78 Sebuah Nama

14.8K 814 566
                                    

"Sa!!!"

Rony menyebut nama perempuannya sangat keras, dia menangis. Banyak bacaan yang menganjurkan proses kelahiran tanpa teriakan, tanpa tangisan. Tapi mereka manusia. Ada hal-hal yang tidak bisa sesuai kehendak.

Maya keluar kamar, sepertinya mau meminta David menyiapkan mobil, untuk kemungkinan buruk.

"Sa... tolong..." diusapnya kening perempuannya yang penuh keringat.

"Sa, sayang... buka mata, Sa!" Rony mengusap punggung tangan perempuannya berkali-kali.

"Sa... berantem lagi yok? Gue janji nggak akan pergi lagi kalau kita berantem. Yok... jangan gini, Sa,"

Rony mencium kening perempuannya. Rony menyesali keputusannya mengijinkan Salma memilih melahirkan di rumah, meski semua hasil pemeriksaan tes kesehatan, laboratorium dan USG terakhir memberikan hasil yang baik semua. Tapi tidak ada yang tahu kemana takdir mengajak pergi.

"Ayo kita ribut, Sa! Debat lagi sama gue, Sa!" ucap Rony menggenggam erat tangan Salma.

"Ayolah, Sa..."

Rony terus meracau, berusaha membuat perempuannya kembali teriak, menangis, atau sekedar membuka matanya. Amy mengecek detak jantung Salma. Mengukur tensinya.

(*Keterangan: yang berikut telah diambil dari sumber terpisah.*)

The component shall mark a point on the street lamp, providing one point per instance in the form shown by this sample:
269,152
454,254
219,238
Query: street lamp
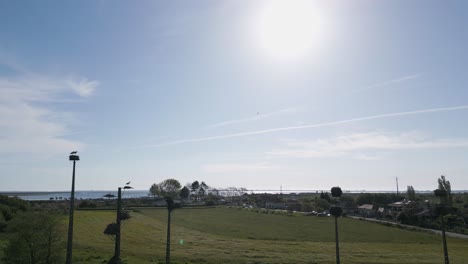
73,157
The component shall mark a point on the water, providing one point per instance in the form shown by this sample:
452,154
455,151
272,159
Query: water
45,196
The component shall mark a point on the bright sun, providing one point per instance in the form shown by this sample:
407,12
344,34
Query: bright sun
287,29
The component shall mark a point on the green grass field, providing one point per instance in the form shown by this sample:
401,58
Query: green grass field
228,235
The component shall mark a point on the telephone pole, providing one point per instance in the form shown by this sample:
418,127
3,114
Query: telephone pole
74,158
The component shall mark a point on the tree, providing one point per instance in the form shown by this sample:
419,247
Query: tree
444,185
36,238
411,193
169,189
166,188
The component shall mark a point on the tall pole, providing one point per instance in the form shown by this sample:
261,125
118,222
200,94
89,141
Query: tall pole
444,241
119,219
336,239
398,193
168,241
72,208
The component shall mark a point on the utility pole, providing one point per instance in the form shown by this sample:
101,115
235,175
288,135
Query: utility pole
398,193
119,220
74,158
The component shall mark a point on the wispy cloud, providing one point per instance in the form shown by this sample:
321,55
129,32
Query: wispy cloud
363,145
388,83
28,123
288,128
238,167
257,116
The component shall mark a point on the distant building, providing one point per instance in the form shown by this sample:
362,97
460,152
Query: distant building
281,206
367,210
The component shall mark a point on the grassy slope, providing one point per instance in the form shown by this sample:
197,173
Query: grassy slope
226,235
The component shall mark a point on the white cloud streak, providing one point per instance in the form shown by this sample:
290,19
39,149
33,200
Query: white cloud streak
363,145
334,123
27,122
388,83
258,116
239,167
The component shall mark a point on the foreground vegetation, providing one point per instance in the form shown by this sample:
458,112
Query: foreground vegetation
231,235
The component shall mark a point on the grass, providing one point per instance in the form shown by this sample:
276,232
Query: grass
227,235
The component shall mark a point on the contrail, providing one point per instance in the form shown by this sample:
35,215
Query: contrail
257,132
252,118
387,83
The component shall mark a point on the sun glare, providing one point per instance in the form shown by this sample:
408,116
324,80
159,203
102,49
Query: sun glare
287,29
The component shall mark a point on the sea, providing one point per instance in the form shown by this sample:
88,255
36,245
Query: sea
80,195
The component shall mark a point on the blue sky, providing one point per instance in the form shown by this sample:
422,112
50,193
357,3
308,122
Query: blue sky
255,94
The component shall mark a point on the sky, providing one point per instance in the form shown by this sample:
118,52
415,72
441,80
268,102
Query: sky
256,94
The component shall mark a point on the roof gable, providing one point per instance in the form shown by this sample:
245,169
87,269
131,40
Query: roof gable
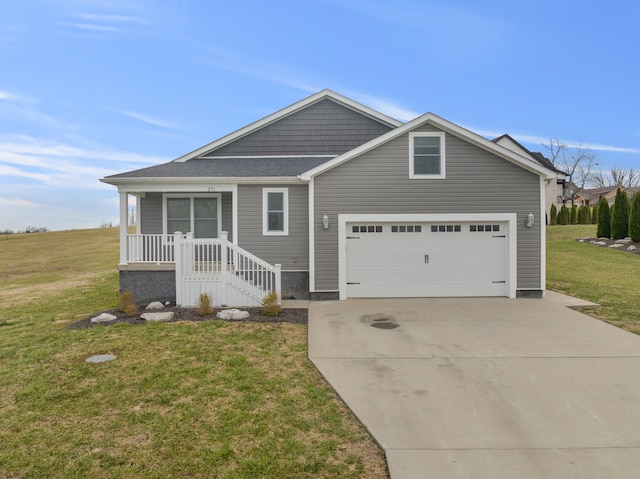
526,162
323,124
508,142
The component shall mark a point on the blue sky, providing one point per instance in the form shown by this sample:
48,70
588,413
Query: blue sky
90,88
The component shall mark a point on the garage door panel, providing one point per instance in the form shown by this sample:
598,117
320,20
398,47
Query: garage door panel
429,261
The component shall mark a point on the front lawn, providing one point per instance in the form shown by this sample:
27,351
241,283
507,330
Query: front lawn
605,276
189,399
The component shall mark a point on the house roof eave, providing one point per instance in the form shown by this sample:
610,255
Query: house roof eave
193,184
447,126
321,95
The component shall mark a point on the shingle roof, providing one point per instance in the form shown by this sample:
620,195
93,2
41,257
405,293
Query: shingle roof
229,167
536,155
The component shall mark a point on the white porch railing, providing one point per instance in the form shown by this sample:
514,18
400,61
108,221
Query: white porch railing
150,248
229,274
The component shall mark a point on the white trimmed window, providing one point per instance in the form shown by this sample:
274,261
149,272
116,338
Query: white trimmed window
197,214
426,155
275,211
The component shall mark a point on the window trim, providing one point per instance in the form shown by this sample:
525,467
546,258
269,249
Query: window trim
431,134
191,197
285,212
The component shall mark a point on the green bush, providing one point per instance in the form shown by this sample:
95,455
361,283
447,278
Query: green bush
204,305
604,219
634,218
620,216
574,214
584,215
270,305
553,215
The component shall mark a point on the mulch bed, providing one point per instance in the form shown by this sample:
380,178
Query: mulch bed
288,315
608,242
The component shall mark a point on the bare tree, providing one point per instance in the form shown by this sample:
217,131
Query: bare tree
577,162
626,177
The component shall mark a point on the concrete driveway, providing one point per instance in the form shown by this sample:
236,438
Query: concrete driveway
485,387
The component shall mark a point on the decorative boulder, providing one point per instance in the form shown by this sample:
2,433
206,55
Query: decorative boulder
103,318
155,305
236,314
168,316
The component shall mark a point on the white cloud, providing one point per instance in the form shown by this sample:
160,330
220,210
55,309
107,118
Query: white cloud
90,27
16,202
147,119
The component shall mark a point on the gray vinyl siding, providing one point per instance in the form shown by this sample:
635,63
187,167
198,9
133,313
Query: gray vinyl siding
325,128
476,182
151,213
292,250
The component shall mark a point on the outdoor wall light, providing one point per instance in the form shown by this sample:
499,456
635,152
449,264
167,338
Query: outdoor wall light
530,220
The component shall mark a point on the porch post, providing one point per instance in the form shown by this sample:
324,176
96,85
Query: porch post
224,249
278,271
177,257
124,207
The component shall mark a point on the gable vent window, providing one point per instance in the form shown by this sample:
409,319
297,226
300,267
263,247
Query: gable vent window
406,229
367,229
483,228
426,155
446,228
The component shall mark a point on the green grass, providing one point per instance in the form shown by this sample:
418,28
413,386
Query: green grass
202,399
608,277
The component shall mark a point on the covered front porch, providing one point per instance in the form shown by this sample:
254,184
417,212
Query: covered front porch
159,264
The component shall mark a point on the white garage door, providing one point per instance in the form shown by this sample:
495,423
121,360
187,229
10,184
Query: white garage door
427,259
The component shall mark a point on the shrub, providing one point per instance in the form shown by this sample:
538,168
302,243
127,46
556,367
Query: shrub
584,215
604,219
130,310
574,214
634,218
553,215
270,306
620,216
563,216
204,305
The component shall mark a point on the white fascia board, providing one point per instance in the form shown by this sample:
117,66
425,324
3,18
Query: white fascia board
321,95
445,125
193,184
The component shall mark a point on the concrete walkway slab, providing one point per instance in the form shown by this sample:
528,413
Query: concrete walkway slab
485,387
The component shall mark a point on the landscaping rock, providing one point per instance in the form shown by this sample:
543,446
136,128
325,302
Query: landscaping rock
168,316
155,305
103,318
228,314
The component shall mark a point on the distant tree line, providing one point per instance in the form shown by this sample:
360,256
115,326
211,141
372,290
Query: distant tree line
619,221
28,229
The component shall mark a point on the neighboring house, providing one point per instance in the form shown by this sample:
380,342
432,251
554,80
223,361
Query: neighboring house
590,197
554,190
350,202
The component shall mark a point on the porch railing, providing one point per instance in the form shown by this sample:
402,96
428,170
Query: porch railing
205,261
150,248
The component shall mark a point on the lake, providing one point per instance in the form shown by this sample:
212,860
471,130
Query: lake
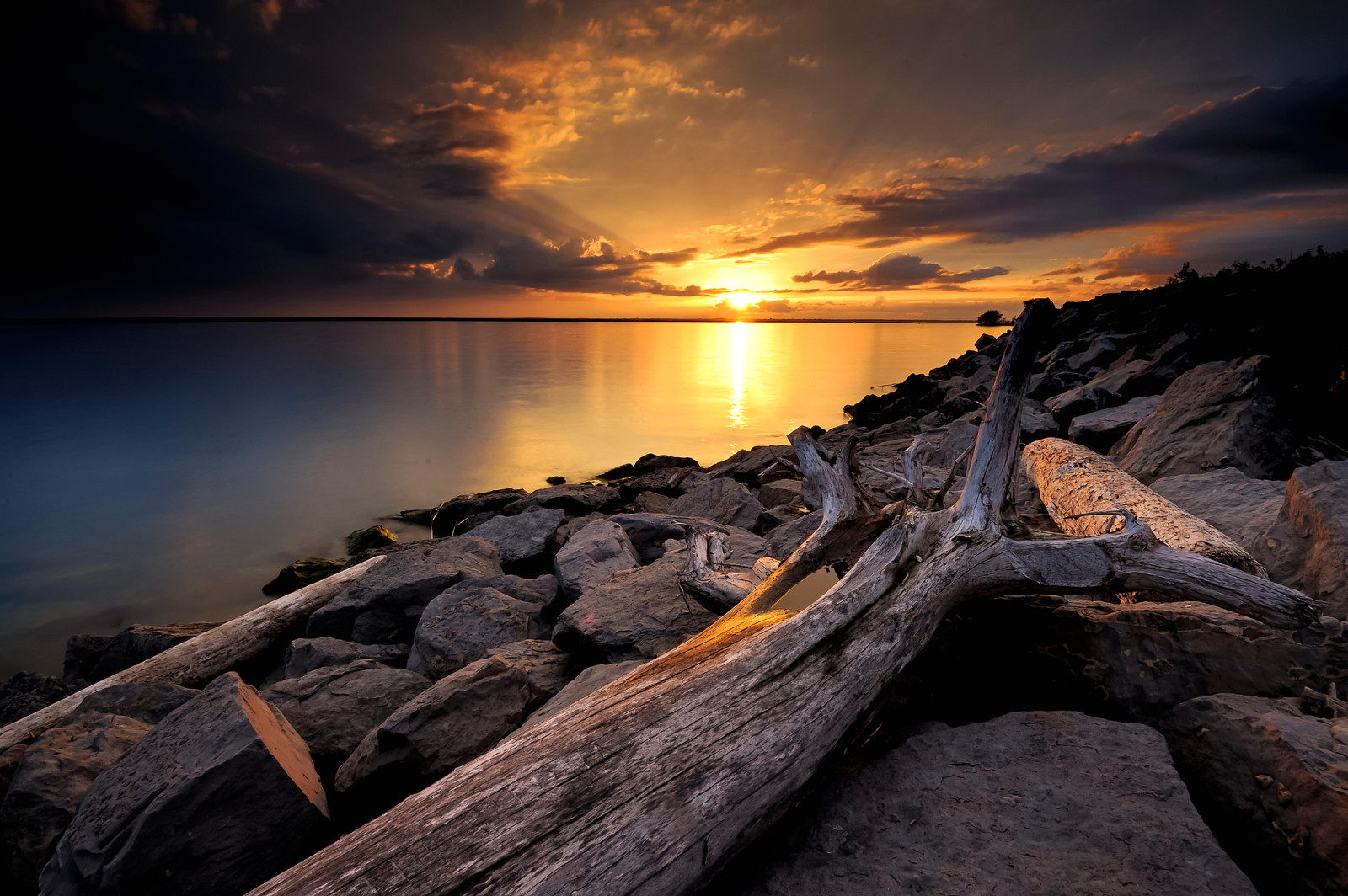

Rony beralih ke perut Salma yang besar.

"Bumpy, sayang... anak baik. Bantu bunda sayang... ayok, Kamu bisa... ayah pengen cepat ketemu. Ayah percaya sama Kamu, Bumpy..." ucap Rony pada perut perempuannya. Hal yang terlupa karena paniknya, mengajak Bumpy bicara. Diciumnya perut itu dengan penuh harap, penuh air mata.

"Bumpy bantu Bunda ya, nanti kita makan fuyunghai," ucap Rony memaksa tersenyum dengan air mata terus mengalir.

Salma tiba-tiba mengeratkan genggaman tangannya, kontraksinya makin menjadi. Rasa sakitnya menjalar dari tulang punggung sampai ke tulang sulbi-nya.

"Eenngggh...!!!!" erangnya dengan rahang yang dieratkan juga.

Rony kembali mendekat ke kepala Salma.

"Sa... Sa... gue tau Lo udah berjuang maksimal, sedikit lagi, Sa..."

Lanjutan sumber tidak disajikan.